CATANZARO Cinque persone sono destinatarie di un’ordinanza di custodia cautelare in carcere per l’omicidio di un detenuto avvenuto il 7 luglio 2024 all’interno della Casa circondariale di Catanzaro. Il provvedimento, emesso dal gip del Tribunale di Catanzaro su richiesta della Procura, è stato eseguito dal personale della Polizia di Stato della Questura di Catanzaro.
Uno degli indagati è stato rintracciato e arrestato a Lamezia Terme, mentre gli altri quattro erano già detenuti per altra causa. Secondo l’ipotesi accusatoria, i cinque – all’epoca tutti detenuti nel carcere di Catanzaro – avrebbero agito in concorso nel pestaggio della vittima, avvenuto all’interno della cella. Il detenuto sarebbe deceduto poco dopo l’aggressione.
Le indagini, coordinate dalla Procura della Repubblica di Catanzaro e condotte dalla Squadra Mobile, si sono sviluppate attraverso l’acquisizione di dichiarazioni testimoniali, l’analisi dei sistemi di videosorveglianza, attività tecniche di intercettazione, accertamenti medico-legali e ulteriori riscontri di polizia giudiziaria. Elementi che, secondo gli investigatori, hanno consentito di ricostruire il contesto nel quale si sarebbe consumato il delitto.
Il provvedimento cautelare è stato adottato nella fase delle indagini preliminari. Gli indagati, dunque, devono ritenersi presunti innocenti fino a un’eventuale sentenza definitiva di condanna.

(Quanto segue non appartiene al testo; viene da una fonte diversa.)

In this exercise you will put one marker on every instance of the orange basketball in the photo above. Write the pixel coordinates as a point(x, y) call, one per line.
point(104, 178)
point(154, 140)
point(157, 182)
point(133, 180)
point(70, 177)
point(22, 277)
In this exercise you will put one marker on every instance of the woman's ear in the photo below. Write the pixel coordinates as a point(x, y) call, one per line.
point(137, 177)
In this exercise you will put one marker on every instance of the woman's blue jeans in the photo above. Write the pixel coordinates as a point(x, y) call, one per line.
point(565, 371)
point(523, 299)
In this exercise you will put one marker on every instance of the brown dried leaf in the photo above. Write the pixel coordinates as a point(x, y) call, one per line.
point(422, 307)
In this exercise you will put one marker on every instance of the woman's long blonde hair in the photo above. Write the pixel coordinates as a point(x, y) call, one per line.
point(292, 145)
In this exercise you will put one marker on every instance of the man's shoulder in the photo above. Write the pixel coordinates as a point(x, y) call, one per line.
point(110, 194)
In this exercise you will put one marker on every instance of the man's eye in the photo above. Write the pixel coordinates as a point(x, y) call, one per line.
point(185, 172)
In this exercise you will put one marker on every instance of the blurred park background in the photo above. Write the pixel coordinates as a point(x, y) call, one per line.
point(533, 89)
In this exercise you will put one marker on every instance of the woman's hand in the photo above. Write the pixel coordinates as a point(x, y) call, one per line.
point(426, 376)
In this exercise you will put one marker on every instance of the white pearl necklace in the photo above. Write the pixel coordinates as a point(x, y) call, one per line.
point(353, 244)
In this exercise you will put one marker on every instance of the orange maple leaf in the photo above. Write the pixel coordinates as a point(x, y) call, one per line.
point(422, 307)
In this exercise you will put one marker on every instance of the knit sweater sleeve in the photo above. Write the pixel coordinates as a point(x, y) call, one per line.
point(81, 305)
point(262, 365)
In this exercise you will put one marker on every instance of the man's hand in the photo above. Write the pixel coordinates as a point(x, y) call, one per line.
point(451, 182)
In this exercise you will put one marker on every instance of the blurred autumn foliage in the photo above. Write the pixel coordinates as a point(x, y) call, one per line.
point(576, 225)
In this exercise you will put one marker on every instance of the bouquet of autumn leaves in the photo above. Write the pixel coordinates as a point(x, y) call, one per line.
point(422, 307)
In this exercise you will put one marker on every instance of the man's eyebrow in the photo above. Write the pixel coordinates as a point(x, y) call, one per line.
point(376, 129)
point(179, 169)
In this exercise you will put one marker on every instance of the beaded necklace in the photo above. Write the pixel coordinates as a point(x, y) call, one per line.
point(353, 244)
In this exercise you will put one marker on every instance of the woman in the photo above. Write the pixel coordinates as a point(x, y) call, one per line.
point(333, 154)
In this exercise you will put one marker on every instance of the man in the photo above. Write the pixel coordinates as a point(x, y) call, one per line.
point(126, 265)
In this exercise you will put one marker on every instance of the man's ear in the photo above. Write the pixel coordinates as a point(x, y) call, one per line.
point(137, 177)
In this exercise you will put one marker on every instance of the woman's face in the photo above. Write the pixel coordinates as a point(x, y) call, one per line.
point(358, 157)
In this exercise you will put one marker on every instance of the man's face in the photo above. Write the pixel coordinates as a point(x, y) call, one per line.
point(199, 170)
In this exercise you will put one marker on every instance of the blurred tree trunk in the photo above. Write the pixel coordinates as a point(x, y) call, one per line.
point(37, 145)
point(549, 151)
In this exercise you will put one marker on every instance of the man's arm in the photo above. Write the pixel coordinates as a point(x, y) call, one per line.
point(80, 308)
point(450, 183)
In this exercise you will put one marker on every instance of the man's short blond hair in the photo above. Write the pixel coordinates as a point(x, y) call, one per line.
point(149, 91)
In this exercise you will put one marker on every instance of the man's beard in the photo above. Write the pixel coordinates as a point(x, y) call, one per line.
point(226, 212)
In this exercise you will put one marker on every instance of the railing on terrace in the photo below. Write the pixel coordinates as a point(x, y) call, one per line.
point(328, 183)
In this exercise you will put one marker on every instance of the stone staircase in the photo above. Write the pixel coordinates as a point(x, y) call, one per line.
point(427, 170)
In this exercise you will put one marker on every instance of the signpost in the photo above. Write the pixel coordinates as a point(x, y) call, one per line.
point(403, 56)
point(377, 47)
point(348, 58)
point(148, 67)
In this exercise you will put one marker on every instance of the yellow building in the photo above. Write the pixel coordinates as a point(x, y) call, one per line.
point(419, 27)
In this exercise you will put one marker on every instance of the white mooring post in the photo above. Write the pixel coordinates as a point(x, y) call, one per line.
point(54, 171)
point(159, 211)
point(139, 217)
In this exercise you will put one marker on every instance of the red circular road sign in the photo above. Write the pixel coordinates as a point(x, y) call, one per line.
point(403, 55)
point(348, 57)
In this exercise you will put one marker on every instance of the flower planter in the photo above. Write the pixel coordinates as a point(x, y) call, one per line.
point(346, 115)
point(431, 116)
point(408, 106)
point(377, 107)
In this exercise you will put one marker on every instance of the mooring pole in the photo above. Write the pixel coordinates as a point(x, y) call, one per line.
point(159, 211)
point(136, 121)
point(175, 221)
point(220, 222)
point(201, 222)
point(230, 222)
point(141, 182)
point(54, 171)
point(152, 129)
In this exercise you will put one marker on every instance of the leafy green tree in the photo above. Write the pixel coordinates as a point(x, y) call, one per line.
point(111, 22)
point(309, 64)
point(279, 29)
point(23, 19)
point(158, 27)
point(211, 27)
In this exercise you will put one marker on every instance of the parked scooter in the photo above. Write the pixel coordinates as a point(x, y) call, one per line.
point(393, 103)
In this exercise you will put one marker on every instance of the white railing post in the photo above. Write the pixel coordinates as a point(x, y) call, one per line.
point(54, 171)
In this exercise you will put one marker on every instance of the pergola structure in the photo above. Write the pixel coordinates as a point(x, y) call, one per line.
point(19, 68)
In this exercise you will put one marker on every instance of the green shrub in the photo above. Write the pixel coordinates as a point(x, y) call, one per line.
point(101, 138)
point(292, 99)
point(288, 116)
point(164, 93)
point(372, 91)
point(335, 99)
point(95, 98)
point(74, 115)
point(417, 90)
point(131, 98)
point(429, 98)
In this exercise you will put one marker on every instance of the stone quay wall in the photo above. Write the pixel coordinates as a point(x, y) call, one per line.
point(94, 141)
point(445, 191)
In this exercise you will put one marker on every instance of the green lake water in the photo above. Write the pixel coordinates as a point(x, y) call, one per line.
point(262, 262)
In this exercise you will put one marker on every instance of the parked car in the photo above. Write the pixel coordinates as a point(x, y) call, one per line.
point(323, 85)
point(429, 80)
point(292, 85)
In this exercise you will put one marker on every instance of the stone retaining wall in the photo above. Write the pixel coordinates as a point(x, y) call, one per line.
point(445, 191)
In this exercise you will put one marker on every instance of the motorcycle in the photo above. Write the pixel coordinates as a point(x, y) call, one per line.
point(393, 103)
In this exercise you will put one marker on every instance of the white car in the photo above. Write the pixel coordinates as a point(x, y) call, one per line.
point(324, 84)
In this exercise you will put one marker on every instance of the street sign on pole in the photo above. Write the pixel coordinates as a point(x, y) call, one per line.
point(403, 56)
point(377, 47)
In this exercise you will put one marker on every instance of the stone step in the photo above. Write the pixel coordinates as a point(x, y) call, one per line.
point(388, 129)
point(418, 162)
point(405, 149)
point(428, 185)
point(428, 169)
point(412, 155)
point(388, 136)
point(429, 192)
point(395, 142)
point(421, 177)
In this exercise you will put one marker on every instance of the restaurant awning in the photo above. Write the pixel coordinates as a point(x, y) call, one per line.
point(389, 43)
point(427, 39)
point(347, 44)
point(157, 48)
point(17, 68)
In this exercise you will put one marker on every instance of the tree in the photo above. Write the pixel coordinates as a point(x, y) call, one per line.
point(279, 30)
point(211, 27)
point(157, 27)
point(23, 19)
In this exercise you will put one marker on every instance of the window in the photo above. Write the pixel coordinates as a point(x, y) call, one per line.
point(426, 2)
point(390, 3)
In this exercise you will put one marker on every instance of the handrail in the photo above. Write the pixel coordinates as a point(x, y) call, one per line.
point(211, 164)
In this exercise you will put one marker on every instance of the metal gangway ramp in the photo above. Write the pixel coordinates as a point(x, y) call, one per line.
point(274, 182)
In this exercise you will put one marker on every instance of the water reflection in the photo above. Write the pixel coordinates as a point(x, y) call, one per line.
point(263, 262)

Ferro: «Plauso alle forze dell’ordine, lo Stato c’è»
«Rivolgo il mio plauso agli investigatori della Squadra Mobile della Questura di Catanzaro e al questore Giuseppe Linares per la brillante attività investigativa che ha portato all’esecuzione della misura cautelare nei confronti di cinque indagati per l’omicidio di un detenuto avvenuto due anni fa all’interno del carcere di Catanzaro». E’ quanto afferma il sottosegretario all’Interno, Wanda Ferro. «L’operazione – prosegue l’esponente di governo – testimonia la professionalità, la determinazione e la capacità investigativa della Polizia di Stato, che, sotto il coordinamento della Procura della Repubblica di Catanzaro guidata dal procuratore Salvatore Curcio, è riuscita a ricostruire con rigore la dinamica del violento pestaggio che ha portato alla morte dell’uomo. Si tratta di un risultato di grande rilievo, che conferma come lo Stato sia presente e determinato nell’accertare la verità e nell’assicurare alla giustizia i responsabili di gravi fatti di sangue».